Saturday 27 February 2010

Maaf, Kami belum siap


Pagi ini waktu sudah menunjukkan hampir pukul 11.00 ketika saya dan keluarga tiba di mall Pondok Indah 2 untuk mengisi perut yang belum terisi sejak pagi hari. Kami menuju food court di lantai atas mall tersebut dan membeli beberapa makanan dari beberapa counter makanan.

Saya menuju ke sebuah gerai makanan yang menjual sate dengan brand yang sangat terkenal dan memesan sebuah menu sate yang sudah lama tidak saya makan. Saya agak kecewa ketika petugas yang melayani mengatakan bahwa menu tersebut tidak kami sediakan di XXX Express (XXX adalah nama dari gerai makanan tersebut dan express menandakan bahwa ini hanya gerai kecil yang menempati sebuah kios kecil saja di food court). Yang membuat saya kecewa tentu karena sebelumnya saya pernah membeli menu yang saya maksud tadi di situ.

Akhirnya saya dan keluarga sudah mendapatkan makanan kami masing-masing. Setelah menyantap makanan saya merasa ingin minum root beer dari sebuah merk restoran yang juga sangat terkenal dengan root beer-nya. Saya menghampiri gerai AW (AW adalah inisial nama dari gerai yang menjual minuman tersebut) dan memesan 1 gelas root beer. Alangkah kagetnya saya ketika saya mendapatkan jawaban bahwa minuman tersebut belum siap disajikan karena masih dalam perjalanan. Kali ini saya betul-betul kecewa. Kali ini rasa kecewa tidak sedikit seperti tidak-bisanya saya mendapatkan sate sebelumnya. Kecewa karena harapan saya tidak terjawab. Kecewa karena sungguh tidak masuk akal sebuah produk utama yang dijual justru produk itulah yang kosong.
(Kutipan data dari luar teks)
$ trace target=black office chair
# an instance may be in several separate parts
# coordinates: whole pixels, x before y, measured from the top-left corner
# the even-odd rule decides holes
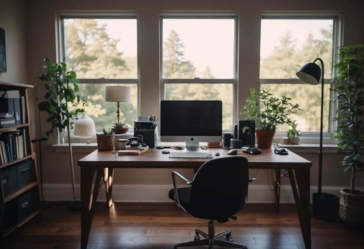
[[[175,176],[191,187],[177,188]],[[195,230],[195,241],[177,244],[178,247],[214,245],[248,249],[246,246],[232,242],[230,229],[215,234],[214,220],[226,222],[244,206],[248,199],[248,184],[255,180],[249,176],[248,160],[243,156],[229,156],[211,160],[197,171],[193,180],[189,181],[176,171],[172,172],[174,188],[169,198],[193,217],[209,220],[208,234]],[[200,240],[199,235],[205,238]],[[225,236],[228,241],[220,240]]]

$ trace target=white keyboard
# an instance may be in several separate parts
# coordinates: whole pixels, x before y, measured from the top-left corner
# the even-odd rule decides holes
[[[170,158],[212,158],[211,153],[190,152],[172,152],[169,154]]]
Kalau saja yang saya cari bukanlah produk unggulan maka saya bisa maklum jika terjadi kekosongan atau belum ada atau bahkan jika dikatakan tidak ada lagi. Tetapi untuk sebuah produk unggulan? Sungguh tak bisa dimengerti. Saya kecewa sekali.

Berapa banyak dari pebisnis melakukan hal serupa? Pertama, gagal siap ketika mereka membuka gerainya. Pintu toko dibuka, dan staff mereka masih sibuk berbenah, beberapa orang sedang menyapu dengan tumpukan debu dan kotoran berserakan di lantai, sehingga kenyamanan pelanggan dikorbankan. Jika Anda belum siap 100% jangan buka toko Anda. Atau ketika Anda membuka toko, memang Anda siap melayani pelanggan.

Kedua, gagal memuaskan keinginan dan kebutuhan pelanggan. Seharusnya kita tahu bahwa ada produk-produk yang menjadi unggulan sehingga ketersediaannya vital untuk senantiasa terjaga.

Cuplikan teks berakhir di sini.